Images were analyzed with ImageJ (http://rsbweb.nih.gov/ij/index.html webcite) to measure FI. Five circular (diameter, 20 μm) regions of interest (ROI) in the OT, which did not include any CBV, were generated in each sample (Figures 3 and 4). Twenty single pixel ROI within CBV (Figure 3) and HBV (Figure 4) were also generated in each sample. The mean intensity of these ROIs (circular or single pixel) was calculated for each sample. Four biological replicates were performed for each experimental condition.
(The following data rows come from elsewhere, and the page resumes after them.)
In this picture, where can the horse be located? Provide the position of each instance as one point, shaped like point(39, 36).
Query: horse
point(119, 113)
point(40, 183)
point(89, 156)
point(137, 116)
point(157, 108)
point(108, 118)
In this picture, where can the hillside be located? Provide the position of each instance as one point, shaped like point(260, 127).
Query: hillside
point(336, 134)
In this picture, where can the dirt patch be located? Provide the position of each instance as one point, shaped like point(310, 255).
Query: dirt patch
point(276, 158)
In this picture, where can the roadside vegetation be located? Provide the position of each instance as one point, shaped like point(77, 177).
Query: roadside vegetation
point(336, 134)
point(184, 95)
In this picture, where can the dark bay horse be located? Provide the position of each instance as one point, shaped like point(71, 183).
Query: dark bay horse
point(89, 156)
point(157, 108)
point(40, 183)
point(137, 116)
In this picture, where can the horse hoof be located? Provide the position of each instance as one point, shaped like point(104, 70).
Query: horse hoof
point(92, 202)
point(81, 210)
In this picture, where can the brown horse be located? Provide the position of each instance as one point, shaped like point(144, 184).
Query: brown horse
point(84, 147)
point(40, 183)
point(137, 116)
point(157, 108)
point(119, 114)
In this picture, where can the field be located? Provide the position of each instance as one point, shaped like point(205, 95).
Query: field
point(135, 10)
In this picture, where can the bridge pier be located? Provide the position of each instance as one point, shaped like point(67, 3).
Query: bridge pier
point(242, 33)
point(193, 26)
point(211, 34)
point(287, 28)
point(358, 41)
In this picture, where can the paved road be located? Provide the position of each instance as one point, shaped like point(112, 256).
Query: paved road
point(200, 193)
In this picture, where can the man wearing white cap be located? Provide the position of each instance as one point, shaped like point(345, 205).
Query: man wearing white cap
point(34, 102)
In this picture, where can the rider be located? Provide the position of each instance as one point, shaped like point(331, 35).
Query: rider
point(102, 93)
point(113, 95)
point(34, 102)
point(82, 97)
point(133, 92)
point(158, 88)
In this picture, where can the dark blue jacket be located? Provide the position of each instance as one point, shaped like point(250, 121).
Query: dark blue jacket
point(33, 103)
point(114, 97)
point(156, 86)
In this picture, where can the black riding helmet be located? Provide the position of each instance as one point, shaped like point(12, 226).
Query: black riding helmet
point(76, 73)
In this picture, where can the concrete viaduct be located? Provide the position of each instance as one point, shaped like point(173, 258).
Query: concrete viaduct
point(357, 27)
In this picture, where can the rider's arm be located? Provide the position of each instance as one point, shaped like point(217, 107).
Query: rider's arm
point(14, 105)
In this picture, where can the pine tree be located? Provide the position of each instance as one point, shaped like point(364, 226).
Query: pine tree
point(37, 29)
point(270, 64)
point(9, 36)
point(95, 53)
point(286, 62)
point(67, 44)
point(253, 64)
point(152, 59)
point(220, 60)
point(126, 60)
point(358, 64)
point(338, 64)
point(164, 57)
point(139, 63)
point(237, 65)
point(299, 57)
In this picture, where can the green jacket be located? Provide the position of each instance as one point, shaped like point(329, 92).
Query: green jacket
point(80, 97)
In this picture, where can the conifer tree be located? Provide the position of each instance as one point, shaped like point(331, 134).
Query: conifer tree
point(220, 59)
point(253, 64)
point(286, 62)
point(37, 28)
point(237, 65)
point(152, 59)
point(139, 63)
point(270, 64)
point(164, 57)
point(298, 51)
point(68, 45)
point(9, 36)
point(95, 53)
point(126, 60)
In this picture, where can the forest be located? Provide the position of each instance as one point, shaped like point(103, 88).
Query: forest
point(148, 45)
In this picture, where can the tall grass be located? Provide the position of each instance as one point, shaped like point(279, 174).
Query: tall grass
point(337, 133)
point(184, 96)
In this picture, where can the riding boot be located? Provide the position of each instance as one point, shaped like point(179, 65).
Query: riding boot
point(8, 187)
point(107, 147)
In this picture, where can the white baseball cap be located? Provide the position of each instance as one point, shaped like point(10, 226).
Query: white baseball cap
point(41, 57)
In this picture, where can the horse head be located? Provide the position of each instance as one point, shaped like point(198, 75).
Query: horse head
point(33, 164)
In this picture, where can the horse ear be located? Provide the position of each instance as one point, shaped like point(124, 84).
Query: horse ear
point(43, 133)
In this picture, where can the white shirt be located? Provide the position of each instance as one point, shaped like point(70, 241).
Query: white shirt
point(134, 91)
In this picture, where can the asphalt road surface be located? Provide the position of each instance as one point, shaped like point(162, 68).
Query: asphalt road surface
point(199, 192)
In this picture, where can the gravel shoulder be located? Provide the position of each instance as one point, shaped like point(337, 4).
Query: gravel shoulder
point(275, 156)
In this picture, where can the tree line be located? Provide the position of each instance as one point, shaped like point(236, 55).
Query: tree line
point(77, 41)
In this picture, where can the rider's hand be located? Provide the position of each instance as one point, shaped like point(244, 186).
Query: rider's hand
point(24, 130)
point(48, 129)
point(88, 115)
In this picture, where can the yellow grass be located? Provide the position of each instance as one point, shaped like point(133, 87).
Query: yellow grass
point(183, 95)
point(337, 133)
Statistical analysis was performed using SAS version 9.1 (SAS Institute, NC). The Student’s t-test was performed to compare the means of two groups. P < 0.05 was considered significant.

Abbreviations

BBB: Blood-brain barrier; BRB: Blood-retinal barrier; IDs: Indoline derivatives; DMSO: Dimethyl sulfoxide; MRPs: Multidrug resistance proteins; Pgp: P-glycoprotein; BCRP: Breast cancer resistance protein; CLSM: Confocal laser scanning microscope; OT: Optic tectum; CBV: Cerebral blood vessel; HBV: Hyaloid blood vessel; FI: Fluorescence intensity; dpf: Days post fertilization; MK001: MieKomachi 001; IPL: Inner plexiform layer; OPL: Outer plexiform layer; PCL: Photoreceptor cell layer; GCL: Ganglion cell layer; INL: Inner nuclear layer; ONL: Outer nuclear layer.

Competing interests

KW, TN, TS, MO, TM, TI are employed by Canon Inc. TS, TM, KW, TN, TT, YN, and YS developed the indoline derivatives as probes for a biological specimen (patents pending: WO/2010/074326, WO/2011/077751).

Authors' contributions

KW and YN conceived the study, carried out the experiments and wrote the manuscript. TN, NU, ZZ, BZ, JK, YS, TS and MO helped to carry out the experiments. TM and TI conceived the study. TT conceived the study and wrote the manuscript. All the authors have read and approved the final version of the manuscript.

Acknowledgments

We are grateful to Christian Lawrence and Leonard Zon (Children’s Hospital Boston, USA) for providing the casper zebrafish line and Hans-Georg Frohnhoefer, Brigitte Walderich and Christiane Nüsslein-Volhard (Max-Planck-Institute, Germany) and Robert N. Kelsh (University of Bath, UK) for providing the albino zebrafish line. We would like to thank Reiko Kawase, Ai Kamakura and Sayuri Ichikawa for assistance with the experiments, and Kimiko Nishiguchi and Rie Ikeyama for secretarial support. This work was supported, in part, by the New Energy and Industrial Technology Development Organization, Long-range Research Initiative of the Japan Chemical Industrial Association, The Johns Hopkins Center for Alternatives to Animal Testing, and Mie University (COE-B), Ministry of Education, Science, Sports and Culture, and Japan Science and Technology Agency.